I've heard people talking about putting their running generator in small tents, big wooden boxes, etc. to keep the rain/snow off when it's outside running in bad weather.

Is this common?


----------



## fruch

Interesting question. I have a Makita generator, it has a pretty open design. I know that the gen-head is designed to be rain resistant, but the owners manual clearly states "do not operate in rain, in wet, or damp conditions" The owners manual also says "Do not enclose the generator nor cover it with a box".

I use the generator to keep the sump pump running during heavy storms, so I need to keep it running in the rain. When I think I will need the generator for a large storm, I try to build a temporary shelter out of what I have just to keep the rain off the machine. I make sure there is lots of room and ventilation around the machine. I have noticed that this machine can produce a frightening amout of heat, so I am extra careful to keep the generator a safe distance from the house.


----------



## Tumbleweed

I picked up a second hand nylon tent at a garage sale...one of those 'kid sized' ones that uses two fiberglass poles to keep its shape, about 6' square. I took a box cutter and removed the door, and cut out an equal hole opposite. I roll the gen set right in onto the 'floor', and pin down the corners with four 8" spikes to keep the wind from messing things up. Works like a charm. Has about a foot to spare on each end of the gen set. (I have a little piece of 3/8 plywood to put down on the 'floor' just to keep the gen set from wearing itself through the nylon.)

I just roll up the tent, jam it back in it's original bag, and take it along. Weighs a couple of pounds, tops, and not much bigger than a loaf of bread to haul around. Seems to me I got it for $2 - and it works fine!


----------



## 89yt12

I never finished my project but check this out 

http://www.powerequipmentforum.com/forum/9-generator-forum/76-good-cheap-way-quite-your-gen-set.html


----------



## KerryAll

I'm thinking of modifying my regular generator cover










... make it a little bigger, and have it able to be raised up and supported with fiberglass rods. When you want to cover it, remove the rods and tie down with the bungee cords.


----------



## PeterB123

What might be a lot easier is making a frame for the cover out of PVC.


----------



## homemarketdeals.com

When the ATS is installed by an authorized electrician you're right, it will start and stop automatically .Therefore, your generator cover cannot be a standard plastic cover.
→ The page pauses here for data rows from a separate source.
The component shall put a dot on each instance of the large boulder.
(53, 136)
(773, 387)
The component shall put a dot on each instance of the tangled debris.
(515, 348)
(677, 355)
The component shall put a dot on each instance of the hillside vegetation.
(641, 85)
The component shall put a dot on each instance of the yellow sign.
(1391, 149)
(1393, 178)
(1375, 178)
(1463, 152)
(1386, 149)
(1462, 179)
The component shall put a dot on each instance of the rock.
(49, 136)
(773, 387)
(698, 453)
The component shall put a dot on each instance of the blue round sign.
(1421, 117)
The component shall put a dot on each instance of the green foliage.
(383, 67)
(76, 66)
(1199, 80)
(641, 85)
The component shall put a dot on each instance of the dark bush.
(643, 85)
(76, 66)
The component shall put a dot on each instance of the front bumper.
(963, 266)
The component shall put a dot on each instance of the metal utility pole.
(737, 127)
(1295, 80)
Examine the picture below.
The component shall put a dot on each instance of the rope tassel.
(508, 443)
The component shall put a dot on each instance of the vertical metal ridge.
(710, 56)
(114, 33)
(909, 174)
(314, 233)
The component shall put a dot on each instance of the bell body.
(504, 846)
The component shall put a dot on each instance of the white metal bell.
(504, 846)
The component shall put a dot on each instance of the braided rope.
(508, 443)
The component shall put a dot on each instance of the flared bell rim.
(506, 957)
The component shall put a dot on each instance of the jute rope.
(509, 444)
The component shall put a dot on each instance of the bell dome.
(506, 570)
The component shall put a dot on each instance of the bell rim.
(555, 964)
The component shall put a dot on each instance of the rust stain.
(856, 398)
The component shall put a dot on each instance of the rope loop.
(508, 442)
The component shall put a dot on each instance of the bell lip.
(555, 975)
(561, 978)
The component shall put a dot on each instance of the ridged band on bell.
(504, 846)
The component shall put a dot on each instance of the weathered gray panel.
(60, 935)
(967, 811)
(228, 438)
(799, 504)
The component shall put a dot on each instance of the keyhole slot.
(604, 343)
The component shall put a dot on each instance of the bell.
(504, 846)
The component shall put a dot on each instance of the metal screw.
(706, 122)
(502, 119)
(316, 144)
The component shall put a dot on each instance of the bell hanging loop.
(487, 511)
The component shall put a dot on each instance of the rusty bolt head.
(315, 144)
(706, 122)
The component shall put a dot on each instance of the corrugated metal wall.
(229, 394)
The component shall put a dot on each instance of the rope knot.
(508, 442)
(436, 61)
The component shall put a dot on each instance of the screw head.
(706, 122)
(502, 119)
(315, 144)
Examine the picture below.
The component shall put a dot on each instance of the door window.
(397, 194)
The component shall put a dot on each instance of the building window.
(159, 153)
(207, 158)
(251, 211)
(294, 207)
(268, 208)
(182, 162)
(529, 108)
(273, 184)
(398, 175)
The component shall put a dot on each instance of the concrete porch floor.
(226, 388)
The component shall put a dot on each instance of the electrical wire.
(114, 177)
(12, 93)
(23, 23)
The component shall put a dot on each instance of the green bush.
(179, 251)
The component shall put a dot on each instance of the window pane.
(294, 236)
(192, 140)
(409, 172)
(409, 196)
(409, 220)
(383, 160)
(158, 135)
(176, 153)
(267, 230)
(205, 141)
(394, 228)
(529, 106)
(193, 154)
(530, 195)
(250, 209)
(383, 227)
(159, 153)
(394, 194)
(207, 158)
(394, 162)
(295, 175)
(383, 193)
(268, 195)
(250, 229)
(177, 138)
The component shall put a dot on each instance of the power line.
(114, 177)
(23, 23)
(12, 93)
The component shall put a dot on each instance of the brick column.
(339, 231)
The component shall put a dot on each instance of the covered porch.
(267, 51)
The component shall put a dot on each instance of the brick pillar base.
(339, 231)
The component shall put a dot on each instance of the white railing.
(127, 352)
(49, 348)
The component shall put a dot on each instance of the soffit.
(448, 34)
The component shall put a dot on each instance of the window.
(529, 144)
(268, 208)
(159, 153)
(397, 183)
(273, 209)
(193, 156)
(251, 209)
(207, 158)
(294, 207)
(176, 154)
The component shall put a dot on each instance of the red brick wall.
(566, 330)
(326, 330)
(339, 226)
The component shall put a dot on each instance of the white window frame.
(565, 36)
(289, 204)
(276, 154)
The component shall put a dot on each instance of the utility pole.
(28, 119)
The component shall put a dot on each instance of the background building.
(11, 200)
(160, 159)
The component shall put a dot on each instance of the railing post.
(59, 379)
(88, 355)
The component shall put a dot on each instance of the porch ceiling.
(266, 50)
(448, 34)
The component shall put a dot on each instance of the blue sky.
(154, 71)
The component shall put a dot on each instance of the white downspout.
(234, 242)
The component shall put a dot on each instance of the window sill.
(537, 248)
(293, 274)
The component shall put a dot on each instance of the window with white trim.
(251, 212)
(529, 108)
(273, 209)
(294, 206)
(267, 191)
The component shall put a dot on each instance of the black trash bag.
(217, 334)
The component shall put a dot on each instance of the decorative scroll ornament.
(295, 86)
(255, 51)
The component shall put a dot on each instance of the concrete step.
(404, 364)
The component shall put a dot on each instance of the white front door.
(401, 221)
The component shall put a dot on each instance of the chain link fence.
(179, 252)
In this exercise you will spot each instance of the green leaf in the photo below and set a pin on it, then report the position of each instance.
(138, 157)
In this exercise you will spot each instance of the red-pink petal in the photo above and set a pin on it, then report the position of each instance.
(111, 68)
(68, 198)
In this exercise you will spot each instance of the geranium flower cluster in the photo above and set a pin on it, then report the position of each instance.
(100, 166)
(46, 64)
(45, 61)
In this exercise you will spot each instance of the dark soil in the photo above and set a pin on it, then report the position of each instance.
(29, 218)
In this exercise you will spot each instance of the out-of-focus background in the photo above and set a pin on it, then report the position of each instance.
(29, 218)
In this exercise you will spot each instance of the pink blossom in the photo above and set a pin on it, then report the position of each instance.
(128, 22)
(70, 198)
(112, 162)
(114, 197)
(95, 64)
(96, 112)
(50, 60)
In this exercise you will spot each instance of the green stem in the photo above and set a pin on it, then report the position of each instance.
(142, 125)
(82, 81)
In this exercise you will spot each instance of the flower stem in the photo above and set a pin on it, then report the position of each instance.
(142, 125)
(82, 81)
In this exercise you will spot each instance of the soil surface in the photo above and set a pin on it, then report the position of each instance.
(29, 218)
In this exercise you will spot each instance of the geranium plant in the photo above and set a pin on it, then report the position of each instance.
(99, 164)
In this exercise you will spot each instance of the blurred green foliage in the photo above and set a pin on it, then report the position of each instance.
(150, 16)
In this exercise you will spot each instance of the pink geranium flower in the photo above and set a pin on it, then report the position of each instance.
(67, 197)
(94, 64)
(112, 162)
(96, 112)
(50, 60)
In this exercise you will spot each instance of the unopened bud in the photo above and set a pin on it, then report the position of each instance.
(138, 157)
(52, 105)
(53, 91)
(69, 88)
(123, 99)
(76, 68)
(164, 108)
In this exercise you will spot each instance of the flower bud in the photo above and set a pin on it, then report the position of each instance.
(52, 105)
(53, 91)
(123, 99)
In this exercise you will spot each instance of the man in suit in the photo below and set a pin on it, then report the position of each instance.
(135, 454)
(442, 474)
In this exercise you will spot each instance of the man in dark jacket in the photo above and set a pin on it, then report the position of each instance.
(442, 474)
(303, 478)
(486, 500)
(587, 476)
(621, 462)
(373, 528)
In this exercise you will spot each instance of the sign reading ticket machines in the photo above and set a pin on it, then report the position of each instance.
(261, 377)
You need to build, or buy, a well ventilated wooden structure around your unit. This will keep the generator covered year round and allow the ATS to perform its duties without any complications. If you don't install an ATS switch then a standard cover can be used to protect the unit. www.homemarketdeals.com


----------



## Chendler

thanks for the list guys. it'll really help me.


----------